Para cientistas políticos, disputa pelo poder e arestas antigas geram duelo com caciques do PMDB

Por Humberto Siqueira
Publicado em 06 de junho de 2015 | 03:00
 
 

Desgastar o governo tem sido uma prática dos caciques peemedebistas Eduardo Cunha e Renan Calheiros, presidentes da Câmara e do Senado. Ambos têm criado dificuldades para Dilma e o PT, especialmente após as eleições de 2014. E é na disputa por poder que os cientistas políticos enxergam as razões para tanto esforço em sangrar um governo já metido em crises políticas e econômicas.

Segundo Renato Francisquini, doutor em ciência política pela USP e professor da Universidade Federal de Santa Catarina (UFSC), desde o primeiro governo, Dilma já colecionava desgastes com o Congresso. “Talvez pela característica pessoal da presidente, que, diferentemente do Lula, não tem gosto pela política do cafezinho, por ser mais dura em algumas de suas convicções”.

Na avaliação de Otávio Dulci, cientista político e professor da PUC Minas, o embate se iniciou na campanha eleitoral, quando parte do PMDB não sustentou a aliança com o PT e apoiou o senador Aécio Neves. “Várias seções estaduais do PMDB ficaram com o PSDB, entre elas a do Rio de Janeiro. Um dos caciques do PMDB do Rio é o deputado Eduardo Cunha, que se declarou neutro na eleição presidencial. Já naquela época, articulava sua campanha para o comando da Câmara”.

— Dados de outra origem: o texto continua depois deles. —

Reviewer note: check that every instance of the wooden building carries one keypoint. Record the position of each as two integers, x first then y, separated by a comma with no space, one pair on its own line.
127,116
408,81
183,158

O resultado da eleição para o Congresso apontou um crescimento do campo conservador. “Surgiu até o apelido bancada BBB (do boi, da bíblia e da bala). E um declínio do campo trabalhista ou social, a esquerda em sentido amplo. A liderança alcançada pelo deputado Cunha se dá, em parte, por conta desse deslocamento político e ideológico do eleitorado”, associa Otávio.

Pesou para agravar o atrito o fato de o PT ter atuado intensamente para tentar derrotar Cunha, que enfrentava Arlindo Chinaglia (PT-SP) na disputa pela Câmara. À época, Cunha chegou a indicar que o PT atuou para incluir seu nome como investigado da operação Lava Jato. O objetivo seria desgastá-lo para a eleição.

“A partir daí a relação entrou numa espiral negativa que ora se intensifica, ora alivia. Mas se mantém em nível pior do que já foi antes da ascensão do deputado ao posto de representante de seus pares”, destaca Renato.

No Senado, o PT apoiou Renan. Mas este também se incomodou por ser investigado pela Lava Jato e por perder espaços no governo (por exemplo o Ministério do Turismo, cujo ministro exonerado, Vinicius Lages, era indicado por Renan).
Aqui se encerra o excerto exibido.